From 263c215112ecfdff8b98f3844345da403677b5e4 Mon Sep 17 00:00:00 2001
From: Sydney Runkle <54324534+sydney-runkle@users.noreply.github.com>
Date: Wed, 14 May 2025 08:13:05 -0700
Subject: [PATCH] perf[core]: remove generations summation from hot loop
(#31231)
MIME-Version: 1.0
Content-Type: text/plain; charset=UTF-8
Content-Transfer-Encoding: 8bit
1. Removes summation of `ChatGenerationChunk` from hot loops in `stream`
and `astream`
2. Removes run id gen from loop as well (minor impact)
Again, benchmarking on processing ~200k chunks (a poem about broccoli).
Before: ~4.2s
Blue circle is all the time spent adding up gen chunks
After: ~2.3s
Blue circle is remaining time spent on adding chunks, which can be
minimized in a future PR by optimizing the `merge_content`,
`merge_dicts`, and `merge_lists` utilities.
---
.../language_models/chat_models.py | 45 +++++++++++--------
.../langchain_core/outputs/chat_generation.py | 19 ++++++--
2 files changed, 42 insertions(+), 22 deletions(-)

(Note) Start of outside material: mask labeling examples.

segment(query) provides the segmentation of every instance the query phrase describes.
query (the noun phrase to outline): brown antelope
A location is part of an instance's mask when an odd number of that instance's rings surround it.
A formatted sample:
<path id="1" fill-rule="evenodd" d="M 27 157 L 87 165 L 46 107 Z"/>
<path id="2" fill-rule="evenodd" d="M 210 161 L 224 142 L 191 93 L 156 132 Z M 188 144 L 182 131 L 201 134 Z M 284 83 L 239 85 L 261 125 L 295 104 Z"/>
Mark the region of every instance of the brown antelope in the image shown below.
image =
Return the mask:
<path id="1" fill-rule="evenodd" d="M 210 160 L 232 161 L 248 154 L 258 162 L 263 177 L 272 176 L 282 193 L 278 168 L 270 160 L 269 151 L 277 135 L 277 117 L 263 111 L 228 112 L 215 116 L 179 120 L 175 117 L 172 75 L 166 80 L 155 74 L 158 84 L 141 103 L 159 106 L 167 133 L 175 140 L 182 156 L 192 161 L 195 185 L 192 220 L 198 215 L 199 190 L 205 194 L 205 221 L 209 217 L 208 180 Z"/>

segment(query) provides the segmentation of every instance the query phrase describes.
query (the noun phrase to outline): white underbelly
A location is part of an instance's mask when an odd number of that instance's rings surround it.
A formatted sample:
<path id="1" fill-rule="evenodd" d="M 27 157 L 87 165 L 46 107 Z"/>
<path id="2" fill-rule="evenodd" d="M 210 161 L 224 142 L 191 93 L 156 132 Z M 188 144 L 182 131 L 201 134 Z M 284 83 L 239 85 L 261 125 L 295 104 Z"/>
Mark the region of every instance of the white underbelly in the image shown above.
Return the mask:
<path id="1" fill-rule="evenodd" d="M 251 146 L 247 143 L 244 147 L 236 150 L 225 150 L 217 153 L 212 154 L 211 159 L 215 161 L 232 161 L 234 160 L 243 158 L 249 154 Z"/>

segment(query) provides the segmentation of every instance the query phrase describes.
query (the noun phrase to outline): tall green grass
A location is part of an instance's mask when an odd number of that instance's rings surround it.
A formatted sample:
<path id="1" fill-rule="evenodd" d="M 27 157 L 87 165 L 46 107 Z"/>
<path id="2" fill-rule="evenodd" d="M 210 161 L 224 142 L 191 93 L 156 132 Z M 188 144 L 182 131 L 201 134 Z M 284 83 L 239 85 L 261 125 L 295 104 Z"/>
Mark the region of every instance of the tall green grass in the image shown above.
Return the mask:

diff --git a/libs/core/langchain_core/language_models/chat_models.py b/libs/core/langchain_core/language_models/chat_models.py
index 712271778ae..322b2a4f677 100644
--- a/libs/core/langchain_core/language_models/chat_models.py
+++ b/libs/core/langchain_core/language_models/chat_models.py
@@ -66,6 +66,7 @@ from langchain_core.outputs import (
LLMResult,
RunInfo,
)
+from langchain_core.outputs.chat_generation import merge_chat_generation_chunks
from langchain_core.prompt_values import ChatPromptValue, PromptValue, StringPromptValue
from langchain_core.rate_limiters import BaseRateLimiter
from langchain_core.runnables import RunnableMap, RunnablePassthrough
@@ -485,34 +486,41 @@ class BaseChatModel(BaseLanguageModel[BaseMessage], ABC):
run_id=config.pop("run_id", None),
batch_size=1,
)
- generation: Optional[ChatGenerationChunk] = None
+
+ chunks: list[ChatGenerationChunk] = []
if self.rate_limiter:
self.rate_limiter.acquire(blocking=True)
try:
input_messages = _normalize_messages(messages)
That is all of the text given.